Why Systems Beat Sessions
If you have been using Claude Code for a while, you have probably noticed a pattern: every new session starts from zero. You explain your project, your preferences, your conventions -- again and again. That is the session trap, and it is costing you hours every week.
The alternative is to build a system. A persistent configuration that tells Claude Code who you are, how you work, and what matters in your codebase. Once you set this up, every session starts with full context instead of a blank slate.
The Foundation: CLAUDE.md
The single most impactful file in your project is CLAUDE.md. This is the file Claude Code reads at the start of every session. Think of it as your project's operating manual for the AI.
# My Project
## Stack
- Next.js 15, TypeScript, Tailwind CSS
- Prisma ORM with PostgreSQL
## Conventions
- Use server components by default
- Keep components under 150 lines
- All API routes return { data, error } shape
This is not documentation for humans. It is instructions for Claude Code. Keep it concise, structured, and actionable. Every line should change how Claude behaves in your project.

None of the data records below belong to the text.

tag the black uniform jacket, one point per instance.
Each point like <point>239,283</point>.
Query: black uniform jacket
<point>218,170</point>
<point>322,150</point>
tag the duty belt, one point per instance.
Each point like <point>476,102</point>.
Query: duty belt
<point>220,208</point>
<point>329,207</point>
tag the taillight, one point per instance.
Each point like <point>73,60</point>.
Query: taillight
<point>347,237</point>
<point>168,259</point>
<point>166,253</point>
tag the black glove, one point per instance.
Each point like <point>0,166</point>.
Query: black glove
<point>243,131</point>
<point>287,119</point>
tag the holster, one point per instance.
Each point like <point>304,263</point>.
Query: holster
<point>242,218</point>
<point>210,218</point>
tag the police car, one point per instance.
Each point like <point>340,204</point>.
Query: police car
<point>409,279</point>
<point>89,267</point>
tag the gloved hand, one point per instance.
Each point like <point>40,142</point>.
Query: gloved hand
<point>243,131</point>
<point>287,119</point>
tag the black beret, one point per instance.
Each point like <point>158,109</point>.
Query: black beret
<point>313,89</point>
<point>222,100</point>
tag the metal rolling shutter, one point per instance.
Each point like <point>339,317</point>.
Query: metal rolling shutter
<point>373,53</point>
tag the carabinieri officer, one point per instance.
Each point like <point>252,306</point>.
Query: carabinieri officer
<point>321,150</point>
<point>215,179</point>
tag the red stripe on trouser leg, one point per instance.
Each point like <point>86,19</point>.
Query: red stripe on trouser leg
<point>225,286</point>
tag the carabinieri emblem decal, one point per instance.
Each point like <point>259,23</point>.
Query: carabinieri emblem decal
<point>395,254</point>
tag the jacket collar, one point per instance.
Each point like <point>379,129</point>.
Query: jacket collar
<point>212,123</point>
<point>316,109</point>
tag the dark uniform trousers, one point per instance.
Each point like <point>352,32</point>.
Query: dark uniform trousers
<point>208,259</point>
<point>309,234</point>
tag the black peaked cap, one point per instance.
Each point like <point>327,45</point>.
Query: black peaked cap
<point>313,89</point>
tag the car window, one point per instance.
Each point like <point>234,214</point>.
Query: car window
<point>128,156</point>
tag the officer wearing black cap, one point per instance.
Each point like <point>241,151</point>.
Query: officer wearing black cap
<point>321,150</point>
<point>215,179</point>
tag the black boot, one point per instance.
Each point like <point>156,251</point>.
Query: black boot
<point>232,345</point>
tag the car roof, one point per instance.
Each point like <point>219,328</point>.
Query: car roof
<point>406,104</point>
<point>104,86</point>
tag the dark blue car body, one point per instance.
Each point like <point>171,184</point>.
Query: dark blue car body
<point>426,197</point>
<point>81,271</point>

Beyond the Basics: Memory and Context
A good CLAUDE.md gets you 80% of the way there. The remaining 20% comes from layered context: project-specific rules, domain memory that persists across sessions, and patterns that compound over time.
The key insight is that Claude Code is not just a tool you use -- it is a system you build. The more structure you give it, the more capable it becomes. Start with CLAUDE.md, then iterate. Every session teaches you what context was missing.
Your First Step
Create a CLAUDE.md in your project root today. Start with three sections: what the project is, what stack it uses, and what conventions matter. Run a session and see what changes. Then refine. That is the PrimeLine way: small systems, compounding returns.